Data processing for the use of MINT

Dear All

I am very interested in mixOmics, and want to use them in our research.
I have cancer patients bulk RNA-seq data from TCGA, and also have normal tissues bulk RNA-seq data from GTEx.
I want to integrate them to find something new events occurred only in cancer patients.
I am thinking MINT is the best way to the integrate them.
I’d like to integrate the TPM data downloaded by each site.

I have learned MINT now, I feel anxious about combining the TPM data in a data sheet are not appropriate way.

Seeing the paper listed in the Methods P-integration, one obtained the raw data from the archives, the processed them in the local environment for the use of MINT analysis.

While another paper introducing DIABLO says DIABLO does not assume particular data distributions, all datasets should be normalized appropriately according to each omics platform and pre-processed if necessary

Thus, I have a question.

Can we use the TPM data downloaded from the archives to use MINT method without pre-process by ourselves ?
Or we need to precess the raw data by ourselves?

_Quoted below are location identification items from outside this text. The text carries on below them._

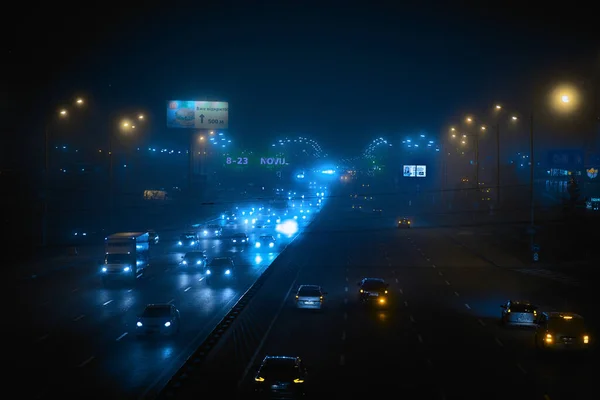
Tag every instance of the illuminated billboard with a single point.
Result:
(414, 171)
(198, 114)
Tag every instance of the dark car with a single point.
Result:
(281, 377)
(194, 259)
(220, 268)
(373, 291)
(158, 319)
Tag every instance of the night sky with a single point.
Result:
(339, 72)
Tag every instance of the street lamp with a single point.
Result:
(62, 113)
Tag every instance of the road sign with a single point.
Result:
(198, 114)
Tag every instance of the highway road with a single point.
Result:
(75, 334)
(440, 338)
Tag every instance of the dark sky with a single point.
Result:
(340, 72)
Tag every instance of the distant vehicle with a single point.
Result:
(158, 319)
(281, 377)
(265, 241)
(373, 291)
(194, 259)
(126, 255)
(212, 231)
(561, 331)
(188, 239)
(310, 297)
(519, 313)
(403, 223)
(153, 236)
(220, 268)
(240, 239)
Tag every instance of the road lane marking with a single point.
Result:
(41, 338)
(86, 362)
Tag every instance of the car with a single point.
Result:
(310, 297)
(281, 377)
(240, 239)
(158, 319)
(220, 267)
(195, 259)
(519, 313)
(265, 241)
(212, 231)
(403, 223)
(373, 291)
(152, 236)
(188, 239)
(561, 331)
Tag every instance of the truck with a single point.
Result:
(126, 255)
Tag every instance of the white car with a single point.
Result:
(519, 313)
(310, 297)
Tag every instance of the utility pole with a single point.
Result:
(497, 164)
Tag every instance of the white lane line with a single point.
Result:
(41, 338)
(86, 362)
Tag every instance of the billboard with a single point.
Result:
(414, 171)
(198, 114)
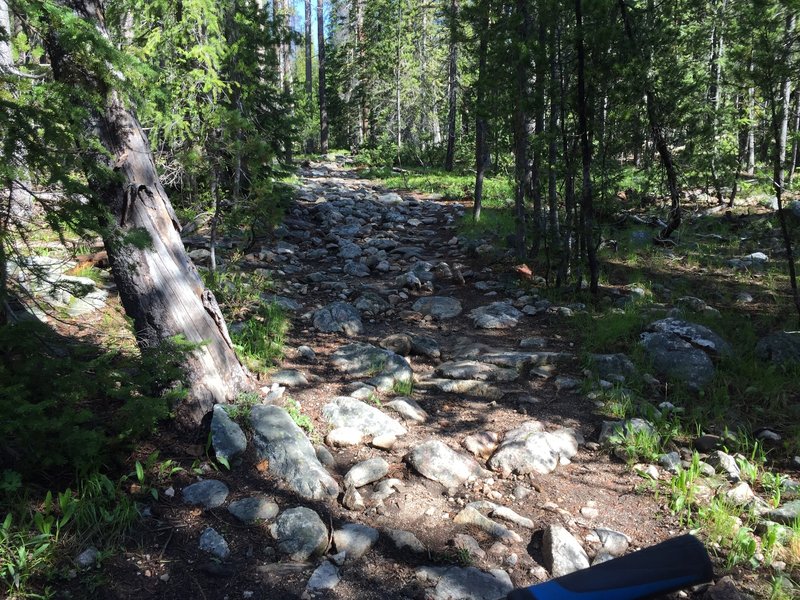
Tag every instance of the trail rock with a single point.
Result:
(436, 461)
(209, 493)
(213, 543)
(227, 437)
(471, 369)
(339, 317)
(530, 449)
(366, 472)
(498, 315)
(439, 307)
(355, 540)
(300, 533)
(366, 360)
(563, 553)
(780, 348)
(252, 509)
(291, 456)
(405, 539)
(457, 583)
(408, 409)
(349, 412)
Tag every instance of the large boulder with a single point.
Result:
(290, 454)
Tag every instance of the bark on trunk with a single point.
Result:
(587, 209)
(323, 104)
(157, 283)
(452, 83)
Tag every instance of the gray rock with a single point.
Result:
(325, 577)
(209, 493)
(405, 539)
(439, 307)
(213, 543)
(529, 449)
(339, 317)
(436, 461)
(498, 315)
(291, 456)
(349, 412)
(563, 553)
(457, 583)
(227, 437)
(408, 409)
(366, 360)
(472, 369)
(355, 540)
(366, 472)
(254, 509)
(786, 514)
(300, 533)
(781, 348)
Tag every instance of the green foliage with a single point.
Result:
(94, 404)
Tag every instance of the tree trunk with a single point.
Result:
(323, 104)
(481, 147)
(780, 123)
(452, 83)
(157, 283)
(587, 209)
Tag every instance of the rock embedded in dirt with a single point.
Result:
(227, 437)
(530, 449)
(355, 540)
(562, 552)
(253, 509)
(408, 409)
(469, 583)
(213, 543)
(349, 412)
(436, 461)
(498, 315)
(339, 317)
(367, 471)
(300, 533)
(209, 493)
(291, 456)
(438, 307)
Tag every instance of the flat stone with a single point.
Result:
(344, 436)
(408, 409)
(562, 552)
(438, 307)
(213, 543)
(530, 449)
(349, 412)
(227, 437)
(290, 454)
(436, 461)
(355, 540)
(367, 471)
(300, 533)
(209, 493)
(252, 509)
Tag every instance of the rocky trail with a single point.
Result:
(455, 453)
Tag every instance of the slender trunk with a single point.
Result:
(157, 283)
(659, 136)
(452, 83)
(323, 104)
(780, 124)
(521, 122)
(309, 83)
(587, 210)
(481, 147)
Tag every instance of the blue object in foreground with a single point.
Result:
(666, 567)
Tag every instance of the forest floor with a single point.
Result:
(593, 490)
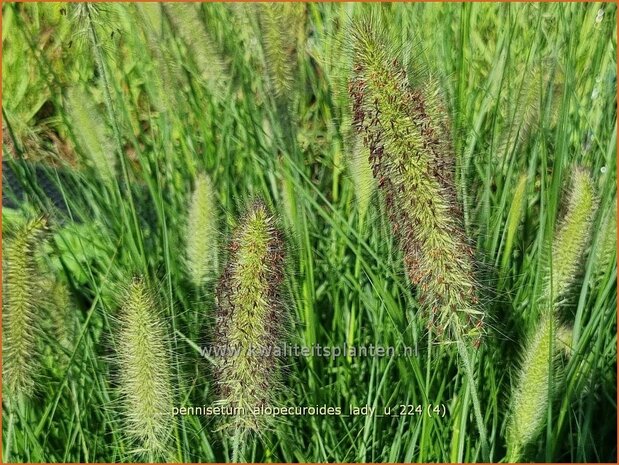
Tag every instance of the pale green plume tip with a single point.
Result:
(251, 319)
(22, 302)
(572, 237)
(144, 371)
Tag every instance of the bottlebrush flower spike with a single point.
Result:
(144, 371)
(413, 161)
(22, 302)
(251, 317)
(202, 250)
(572, 237)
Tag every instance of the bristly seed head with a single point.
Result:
(572, 237)
(408, 136)
(22, 302)
(251, 317)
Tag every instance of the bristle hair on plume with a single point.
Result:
(572, 236)
(202, 244)
(531, 394)
(281, 24)
(412, 159)
(143, 360)
(251, 318)
(361, 176)
(185, 19)
(22, 305)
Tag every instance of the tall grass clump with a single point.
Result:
(251, 319)
(144, 371)
(412, 159)
(202, 247)
(538, 377)
(186, 22)
(22, 304)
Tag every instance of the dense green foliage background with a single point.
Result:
(111, 111)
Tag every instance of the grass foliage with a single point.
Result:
(152, 135)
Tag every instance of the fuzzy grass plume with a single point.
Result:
(185, 19)
(22, 302)
(412, 159)
(202, 251)
(250, 317)
(281, 25)
(572, 237)
(531, 395)
(144, 365)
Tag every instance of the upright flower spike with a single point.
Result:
(251, 317)
(144, 365)
(22, 301)
(91, 134)
(531, 396)
(412, 159)
(572, 237)
(202, 251)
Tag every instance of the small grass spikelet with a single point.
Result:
(572, 236)
(201, 247)
(144, 371)
(250, 317)
(22, 302)
(413, 161)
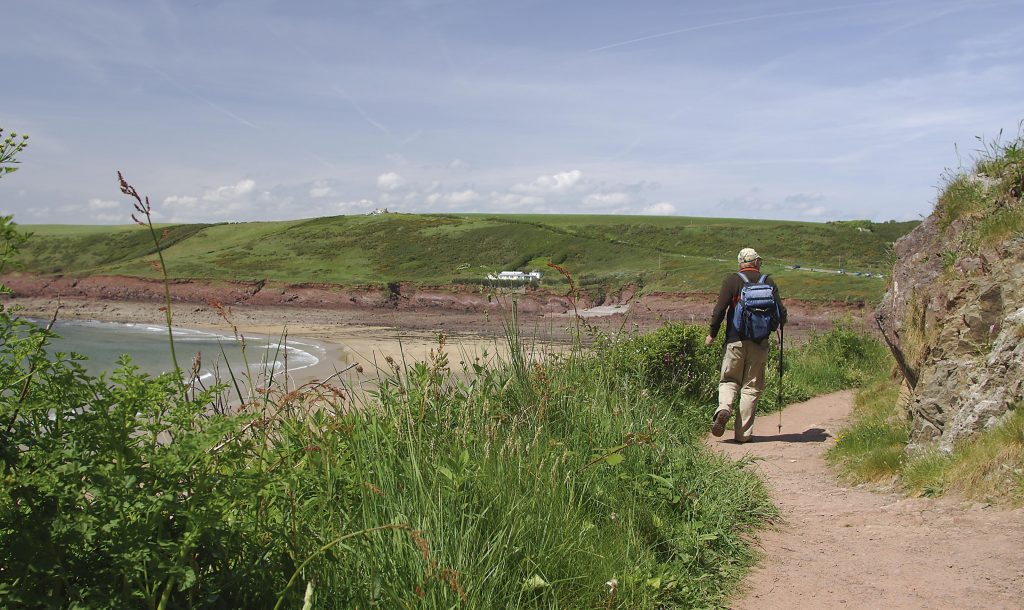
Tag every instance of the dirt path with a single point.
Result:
(855, 548)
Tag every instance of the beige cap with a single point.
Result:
(748, 255)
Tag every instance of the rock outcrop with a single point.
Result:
(953, 315)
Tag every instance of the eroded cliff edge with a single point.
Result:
(953, 314)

If we need to process the raw data in our own environment, which is the proper way of data process?

(A)
(1) combine the raw data form different studies in a single data sheet
(2) process the data in the sheet to obtain the normalized data for MINT analysis

(B)
(1) combine the raw data form different studies in each data sheet
(2) process the data in each data sheet, then combine them in one sheet.
(3) normalization in the combined sheet to obtained the integrated dataset.

I’m looking forward to your opinions.

Hi @MotoMoto and welcome
(thanks for your patience - I was on leave)

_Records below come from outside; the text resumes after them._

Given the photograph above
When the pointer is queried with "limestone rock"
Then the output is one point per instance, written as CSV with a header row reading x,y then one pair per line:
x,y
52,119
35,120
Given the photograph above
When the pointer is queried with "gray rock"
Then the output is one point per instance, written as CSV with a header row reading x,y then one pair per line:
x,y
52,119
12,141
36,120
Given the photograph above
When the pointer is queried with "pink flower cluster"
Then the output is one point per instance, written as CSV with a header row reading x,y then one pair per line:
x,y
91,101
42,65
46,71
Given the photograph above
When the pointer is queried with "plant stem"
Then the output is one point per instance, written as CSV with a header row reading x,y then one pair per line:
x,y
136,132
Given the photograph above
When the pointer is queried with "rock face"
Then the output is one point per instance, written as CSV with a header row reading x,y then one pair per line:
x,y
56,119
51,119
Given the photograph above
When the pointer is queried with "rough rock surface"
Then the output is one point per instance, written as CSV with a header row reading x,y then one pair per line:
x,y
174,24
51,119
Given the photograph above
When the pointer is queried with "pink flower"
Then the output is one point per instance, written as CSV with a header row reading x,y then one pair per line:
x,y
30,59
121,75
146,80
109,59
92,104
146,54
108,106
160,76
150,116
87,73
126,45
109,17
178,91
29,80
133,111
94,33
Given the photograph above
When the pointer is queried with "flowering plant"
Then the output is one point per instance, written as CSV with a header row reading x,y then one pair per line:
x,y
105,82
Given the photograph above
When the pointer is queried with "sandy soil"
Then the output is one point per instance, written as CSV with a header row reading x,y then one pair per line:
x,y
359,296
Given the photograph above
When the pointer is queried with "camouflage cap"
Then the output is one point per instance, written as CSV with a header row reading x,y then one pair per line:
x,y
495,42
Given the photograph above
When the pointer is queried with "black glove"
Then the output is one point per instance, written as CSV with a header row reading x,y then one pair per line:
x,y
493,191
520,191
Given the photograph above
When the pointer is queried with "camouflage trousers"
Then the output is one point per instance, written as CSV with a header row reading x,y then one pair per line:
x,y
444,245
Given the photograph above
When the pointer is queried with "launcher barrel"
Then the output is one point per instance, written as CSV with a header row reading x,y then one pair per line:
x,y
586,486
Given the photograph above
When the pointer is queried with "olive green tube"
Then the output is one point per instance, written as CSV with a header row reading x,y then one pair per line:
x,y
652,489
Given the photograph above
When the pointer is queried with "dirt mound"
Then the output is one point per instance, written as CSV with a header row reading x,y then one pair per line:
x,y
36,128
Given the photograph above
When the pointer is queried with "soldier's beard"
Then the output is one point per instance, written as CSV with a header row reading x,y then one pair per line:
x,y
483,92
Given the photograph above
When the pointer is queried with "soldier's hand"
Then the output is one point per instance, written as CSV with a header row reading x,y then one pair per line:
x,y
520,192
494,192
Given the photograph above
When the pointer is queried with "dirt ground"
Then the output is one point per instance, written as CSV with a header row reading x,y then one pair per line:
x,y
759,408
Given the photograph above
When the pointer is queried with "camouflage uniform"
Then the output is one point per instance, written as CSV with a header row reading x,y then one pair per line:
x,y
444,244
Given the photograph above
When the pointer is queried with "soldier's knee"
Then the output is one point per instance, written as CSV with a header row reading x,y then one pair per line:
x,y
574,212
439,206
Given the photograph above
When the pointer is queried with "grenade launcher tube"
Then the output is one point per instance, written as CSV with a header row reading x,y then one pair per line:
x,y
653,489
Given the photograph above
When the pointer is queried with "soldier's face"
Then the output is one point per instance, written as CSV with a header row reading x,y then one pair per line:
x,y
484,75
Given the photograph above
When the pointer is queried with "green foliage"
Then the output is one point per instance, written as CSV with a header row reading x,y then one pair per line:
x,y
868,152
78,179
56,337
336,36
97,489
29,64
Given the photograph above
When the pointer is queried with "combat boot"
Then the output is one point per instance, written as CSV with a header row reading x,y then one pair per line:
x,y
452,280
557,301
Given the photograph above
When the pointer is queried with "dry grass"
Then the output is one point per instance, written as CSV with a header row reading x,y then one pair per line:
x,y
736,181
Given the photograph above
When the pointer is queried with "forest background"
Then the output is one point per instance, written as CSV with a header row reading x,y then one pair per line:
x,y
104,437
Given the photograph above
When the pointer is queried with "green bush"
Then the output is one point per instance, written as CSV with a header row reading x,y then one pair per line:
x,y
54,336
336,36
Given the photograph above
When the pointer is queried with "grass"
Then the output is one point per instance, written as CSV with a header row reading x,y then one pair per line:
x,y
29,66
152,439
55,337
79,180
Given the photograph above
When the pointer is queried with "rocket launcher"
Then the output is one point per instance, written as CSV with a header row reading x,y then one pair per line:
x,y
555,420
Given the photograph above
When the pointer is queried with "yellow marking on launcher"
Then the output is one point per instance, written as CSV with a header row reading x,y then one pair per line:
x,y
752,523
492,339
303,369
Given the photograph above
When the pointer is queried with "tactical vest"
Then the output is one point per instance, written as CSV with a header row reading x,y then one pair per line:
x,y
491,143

Normalisation is a tricky and lengthy process and that under appreciated in data analysis, and no one will have a definite answer of ‘what is the best normalisation method’, as it depends on how your data look like. Often we go through cycles of normalisation - exploration - full analysis - up to results interpretation to work out if the normalisation was appropriate, so I advise you do the same.

Regarding your questions

(A)
(1) combine the raw data form different studies in a single data sheet
(2) process the data in the sheet to obtain the normalized data for MINT analysis

(B)
(1) combine the raw data form different studies in each data sheet
(2) process the data in each data sheet, then combine them in one sheet.
(3) normalization in the combined sheet to obtained the integrated dataset.

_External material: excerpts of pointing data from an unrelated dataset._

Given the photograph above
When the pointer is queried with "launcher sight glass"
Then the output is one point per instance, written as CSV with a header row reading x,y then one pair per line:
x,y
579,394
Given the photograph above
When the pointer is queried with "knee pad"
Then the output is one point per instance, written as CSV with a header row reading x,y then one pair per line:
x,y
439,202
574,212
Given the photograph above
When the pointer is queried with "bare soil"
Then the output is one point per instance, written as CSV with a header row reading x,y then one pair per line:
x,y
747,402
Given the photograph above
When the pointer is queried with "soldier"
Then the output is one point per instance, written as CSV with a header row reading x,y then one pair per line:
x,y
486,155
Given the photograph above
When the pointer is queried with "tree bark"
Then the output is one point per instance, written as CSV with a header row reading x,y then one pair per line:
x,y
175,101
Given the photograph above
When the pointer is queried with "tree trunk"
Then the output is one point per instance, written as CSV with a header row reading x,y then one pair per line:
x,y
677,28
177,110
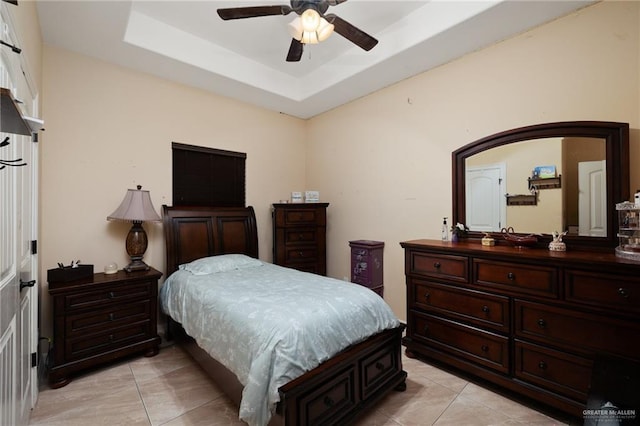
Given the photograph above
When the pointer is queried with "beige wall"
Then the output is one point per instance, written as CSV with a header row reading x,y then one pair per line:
x,y
386,169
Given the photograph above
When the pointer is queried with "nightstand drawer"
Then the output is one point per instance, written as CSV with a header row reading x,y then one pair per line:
x,y
89,322
377,369
335,395
108,295
87,345
301,254
517,278
452,268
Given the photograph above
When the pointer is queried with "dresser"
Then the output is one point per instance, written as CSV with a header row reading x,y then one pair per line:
x,y
367,267
529,320
102,319
299,236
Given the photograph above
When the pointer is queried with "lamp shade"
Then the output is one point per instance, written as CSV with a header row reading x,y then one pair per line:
x,y
136,207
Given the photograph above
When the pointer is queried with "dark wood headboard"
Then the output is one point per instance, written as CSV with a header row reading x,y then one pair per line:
x,y
195,232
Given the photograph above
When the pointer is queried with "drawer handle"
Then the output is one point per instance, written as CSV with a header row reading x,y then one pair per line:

What we did in MINT is (B), we assumed each study is obtained independently and is thus normalised independently, which is a realistic scenario.

For (A) it depends on the normalisation method. Some methods are sample-based so it does not matter if you combine the studies or not. Some are gene-based across all samples and here you will introduce a bias: you are already asking the datasets to look similar, and the evaluation performance of MINT will be optimistic (as we use ‘leave one dataset out’ for evaluation).

Kim-Anh

Dear Kimono.Lecao and mixOmics

Thank you for your reply.
I understand well.
I’m astonished that "no one will have a definite answer of ‘what is the best normalisation method’”.

I will use our data for our analysis as per instructed.